Hello! I am new here. I am a 17 year old girl, and I just want to know..

For quite a while I have been feeling terrible. My heart has been pounding, for some reason I'm shaking a lot, sometimes I feel as if I can't breathe properly, I'm dizzy and lightheaded. I'm afraid of many things, such as what I dress in, even though two years ago I was filled with confidence and couldn't give a crap. I feel like if I died it really wouldn't matter, and I think about different ways I could kill myself, but right now I don't think I could act on it. Because I'm also afraid of death. The future terrifies me, but just a year ago I was burning with passion for what I wanted to be, who I wanted to be and basically just the future. I can't relax, only forget about my problems for a little while when I watch movies, series or read books. Anything that stops me from thinking really, but it has lead to me burying myself in fiction. I come up with bad excuses a day or a couple hours before events so I won't have to attend them, even though I really wanted to go for a long time. And I've lost interest in almost everything. School, family, friends, future, myself.. I cry myself to sleep, I cry when I'm alone and no one can see me.

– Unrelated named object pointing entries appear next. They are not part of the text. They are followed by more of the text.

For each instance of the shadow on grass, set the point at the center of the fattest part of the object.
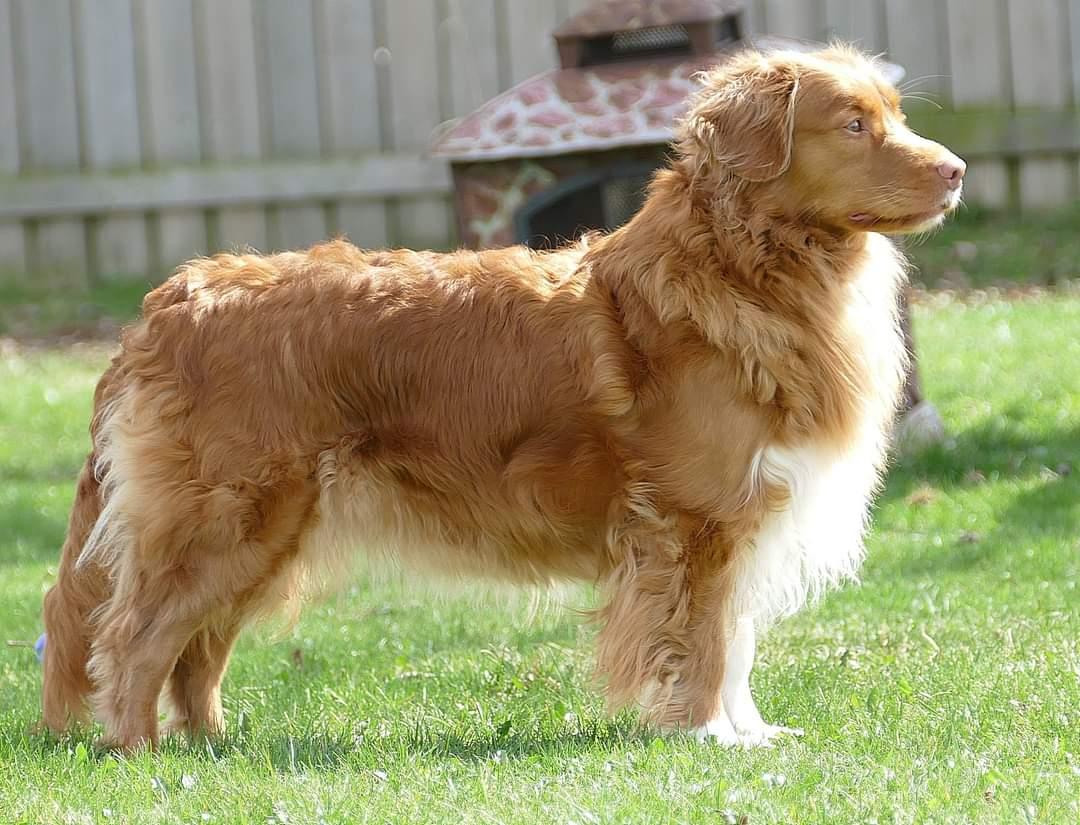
(1048, 463)
(292, 754)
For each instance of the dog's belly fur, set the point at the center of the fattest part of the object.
(520, 530)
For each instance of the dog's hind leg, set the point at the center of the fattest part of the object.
(68, 609)
(663, 640)
(215, 555)
(194, 686)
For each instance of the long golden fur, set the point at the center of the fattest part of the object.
(637, 410)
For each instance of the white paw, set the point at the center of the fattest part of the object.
(718, 731)
(761, 734)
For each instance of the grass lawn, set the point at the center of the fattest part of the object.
(944, 689)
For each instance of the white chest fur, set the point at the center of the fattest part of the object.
(817, 540)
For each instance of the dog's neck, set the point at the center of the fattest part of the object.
(693, 243)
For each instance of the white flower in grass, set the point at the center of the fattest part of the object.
(773, 780)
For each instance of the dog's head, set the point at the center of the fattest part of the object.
(825, 135)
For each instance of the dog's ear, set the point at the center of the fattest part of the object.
(743, 119)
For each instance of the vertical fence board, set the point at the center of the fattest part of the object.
(293, 99)
(414, 65)
(49, 119)
(110, 125)
(171, 115)
(12, 243)
(1040, 78)
(472, 35)
(794, 18)
(528, 29)
(859, 22)
(754, 22)
(917, 42)
(979, 79)
(230, 106)
(351, 115)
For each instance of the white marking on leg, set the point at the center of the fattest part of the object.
(738, 701)
(718, 731)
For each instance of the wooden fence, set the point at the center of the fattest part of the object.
(137, 133)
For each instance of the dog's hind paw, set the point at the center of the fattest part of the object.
(764, 734)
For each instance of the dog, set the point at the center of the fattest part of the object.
(691, 411)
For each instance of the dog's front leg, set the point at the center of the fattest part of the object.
(742, 712)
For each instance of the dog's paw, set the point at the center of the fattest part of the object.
(718, 731)
(764, 734)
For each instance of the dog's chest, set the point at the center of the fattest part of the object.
(815, 538)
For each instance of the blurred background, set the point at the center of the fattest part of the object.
(135, 134)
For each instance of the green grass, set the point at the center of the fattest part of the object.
(944, 689)
(985, 248)
(29, 311)
(976, 248)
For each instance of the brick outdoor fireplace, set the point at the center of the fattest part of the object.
(571, 149)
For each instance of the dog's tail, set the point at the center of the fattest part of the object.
(82, 583)
(68, 610)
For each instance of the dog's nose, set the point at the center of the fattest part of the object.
(953, 171)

When I'm at school I cover myself in a facade with smiles, laughter and spend all my energy on that as well as listening to my friends problems and comforting them. I would do so much to see them happy. When I come home I'm exhausted. That's why I don't spend time with friends outside of school, I simply don't have the energy to hold up the facade for so long. I even pretend everything is okay when I'm at home, my parents have no idea. I think, because they don't seem concerned about me. Lately I've been skipping school and I feel awful because of it. At first, my friends were really worried and asked why I was away, and I told them I was sick. But then they stopped believing that I was sick, I ran out of excuses, and they stopped asking. I think they're angry I'm not in school every day, but I feel like I physically can't go to school. This makes me sad, angry with myself and even more frightening to go to school.

I haven't talked to anyone about this, which makes me sad. The thought of telling anyone freaks me out, because I'm afraid they wont' believe me and think it's just another excuse. The reason I started to think I have anxiety or something is that a friend of mine is struggling with it, and I read something about it on tumblr that described scarily well how I felt on a daily basis. And I know reading about symptoms online can freak me out even more, and maybe enlarge the problem, but I just want to know. And I want to share my thoughts with my friends, but as I said I'm afraid they're going to laugh in my face, and I'm not even sure what it is! And I'm scared! I have asked if I can talk to the school nurse though.

Can anyone give any thoughts please? I'm sort of freaking out publishing this!